Im Wissen, dass sie zu weit gegangen sind, haben einige Politiker ihre Aussagen korrigiert. In der RTS-Sendung vom Dienstag war von Krieg nicht mehr die Rede. Man bevorzugte Ausdrücke wie «Angriff» oder «Aufgeben» des Französischen. Diese zwei Wörter waren immer wieder zu hören. Nur: Auch sie sind falsch gewählt. Der Thurgau und Nidwalden geben nichts auf. «Wir wollen Französisch als Landessprache stärken». Res Schmid, der Nidwaldner Regierungspräsident, überbrachte diese Mitteilung nach Genf, und das in hervorragendem Französisch. Er nahm drei Stunden Reiseweg auf sich, nur um zu sagen, zu wiederholen: «Wir lieben das Französische und wir möchten, dass unsere Kinder es besser sprechen».
Liessen sich die Westschweizer Politiker damit beruhigen? Mitnichten. «Sie werden mich nicht überzeugen», liess Mathias Reynard schon im Vorfeld verlauten. Res Schmid versuchte denn auch gar nicht, ihn zu «überzeugen». Er kam von Stans nach Genf, um jene ins Bild zu setzen, die es vielleicht noch nicht vernommen hatten: Nidwalden will den Französischunterricht stärken, nicht aufgeben. Weil diese Aussage aber der Komplott-These und der These vom Angriff auf die Westschweiz zuwiderläuft, hörte ihm niemand zu. Ein offener Nidwaldner, der nach Genf kam, um das Gespräch zu suchen, traf auf verschlossene Romands. Eine verkehrte Welt.

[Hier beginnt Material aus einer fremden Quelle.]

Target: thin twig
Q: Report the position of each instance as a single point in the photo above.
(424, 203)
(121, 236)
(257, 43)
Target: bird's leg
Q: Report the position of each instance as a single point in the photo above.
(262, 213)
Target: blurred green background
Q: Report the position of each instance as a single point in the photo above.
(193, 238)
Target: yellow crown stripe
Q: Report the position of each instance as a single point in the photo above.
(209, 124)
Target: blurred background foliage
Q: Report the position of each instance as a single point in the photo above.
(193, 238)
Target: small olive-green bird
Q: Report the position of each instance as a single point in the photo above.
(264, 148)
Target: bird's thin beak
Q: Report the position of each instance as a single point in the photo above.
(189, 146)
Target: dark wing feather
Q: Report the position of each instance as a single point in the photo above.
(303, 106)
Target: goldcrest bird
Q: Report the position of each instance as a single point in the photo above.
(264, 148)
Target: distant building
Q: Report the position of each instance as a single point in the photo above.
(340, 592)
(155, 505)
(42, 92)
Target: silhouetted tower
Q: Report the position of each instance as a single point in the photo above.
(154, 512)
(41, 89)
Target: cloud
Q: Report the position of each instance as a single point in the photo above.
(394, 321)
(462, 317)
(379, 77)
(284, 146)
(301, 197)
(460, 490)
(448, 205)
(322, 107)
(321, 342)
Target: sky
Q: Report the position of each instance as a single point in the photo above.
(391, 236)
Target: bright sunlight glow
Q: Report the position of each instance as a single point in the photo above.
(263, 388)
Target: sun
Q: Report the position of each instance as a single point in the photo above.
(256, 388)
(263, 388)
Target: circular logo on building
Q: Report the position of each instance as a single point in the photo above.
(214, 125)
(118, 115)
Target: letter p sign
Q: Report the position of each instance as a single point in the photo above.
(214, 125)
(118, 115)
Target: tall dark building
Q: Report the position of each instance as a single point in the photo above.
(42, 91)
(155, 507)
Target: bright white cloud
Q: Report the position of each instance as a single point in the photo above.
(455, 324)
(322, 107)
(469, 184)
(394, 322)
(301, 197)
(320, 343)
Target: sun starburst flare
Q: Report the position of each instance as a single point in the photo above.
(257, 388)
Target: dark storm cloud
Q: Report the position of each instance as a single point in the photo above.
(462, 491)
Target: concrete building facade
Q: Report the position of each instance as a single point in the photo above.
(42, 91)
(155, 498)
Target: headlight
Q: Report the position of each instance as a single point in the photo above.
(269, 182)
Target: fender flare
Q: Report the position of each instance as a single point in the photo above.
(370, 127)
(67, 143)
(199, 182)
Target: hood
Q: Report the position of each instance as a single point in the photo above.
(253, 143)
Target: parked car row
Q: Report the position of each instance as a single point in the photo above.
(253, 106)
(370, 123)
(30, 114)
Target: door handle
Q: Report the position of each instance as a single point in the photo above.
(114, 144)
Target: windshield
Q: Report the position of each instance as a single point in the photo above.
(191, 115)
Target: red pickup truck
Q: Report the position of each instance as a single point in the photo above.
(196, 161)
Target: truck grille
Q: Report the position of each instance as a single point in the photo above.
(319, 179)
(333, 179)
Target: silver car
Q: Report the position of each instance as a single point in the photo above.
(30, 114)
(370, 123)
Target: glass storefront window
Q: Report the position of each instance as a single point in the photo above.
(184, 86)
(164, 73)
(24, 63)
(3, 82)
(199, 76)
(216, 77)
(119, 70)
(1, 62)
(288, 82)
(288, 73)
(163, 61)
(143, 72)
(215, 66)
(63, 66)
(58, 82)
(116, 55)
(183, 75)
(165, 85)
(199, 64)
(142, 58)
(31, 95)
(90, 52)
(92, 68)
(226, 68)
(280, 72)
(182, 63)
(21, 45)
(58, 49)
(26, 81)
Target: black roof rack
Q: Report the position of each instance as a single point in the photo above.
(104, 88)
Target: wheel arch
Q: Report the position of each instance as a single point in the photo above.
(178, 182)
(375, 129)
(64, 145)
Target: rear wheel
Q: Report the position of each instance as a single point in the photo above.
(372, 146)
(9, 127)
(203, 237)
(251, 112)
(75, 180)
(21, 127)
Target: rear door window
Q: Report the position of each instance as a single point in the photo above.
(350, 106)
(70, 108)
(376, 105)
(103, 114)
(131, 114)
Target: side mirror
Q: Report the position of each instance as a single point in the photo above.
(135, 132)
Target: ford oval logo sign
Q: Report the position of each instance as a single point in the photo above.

«Ich bin nicht beruhigt», sekundiert Staatsrätin Elisabeth Baume-Schneider. Das lässt tief blicken: Beruhigt will man sein, wenn man Angst hat. Oder wenn man geschwächt ist. Es entspricht einer defensiven Position, es ist ein historischer Westschweizer Reflex, ein Erbe der Vergangenheit – jener Zeit, in der die welsche Minderheit vom grossen Deutsch­schweizer Bruder abhängig war. Aber diese Zeit ist längst passé. Die Westschweiz hat sich zum wirtschaftlichen Motor des Landes entwickelt. Der Genferseebogen treibt das Schweizer Wachstum an. Es wäre an der Zeit, dass die Politiker das erkennen, damit endlich ein Schlussstrich unter den Minderwertigkeitskomplex – und die emotionalen Reaktionen – gezogen werden kann. Dann wäre der Weg frei für einen konstruktiven Dialog zwischen den Sprachregionen.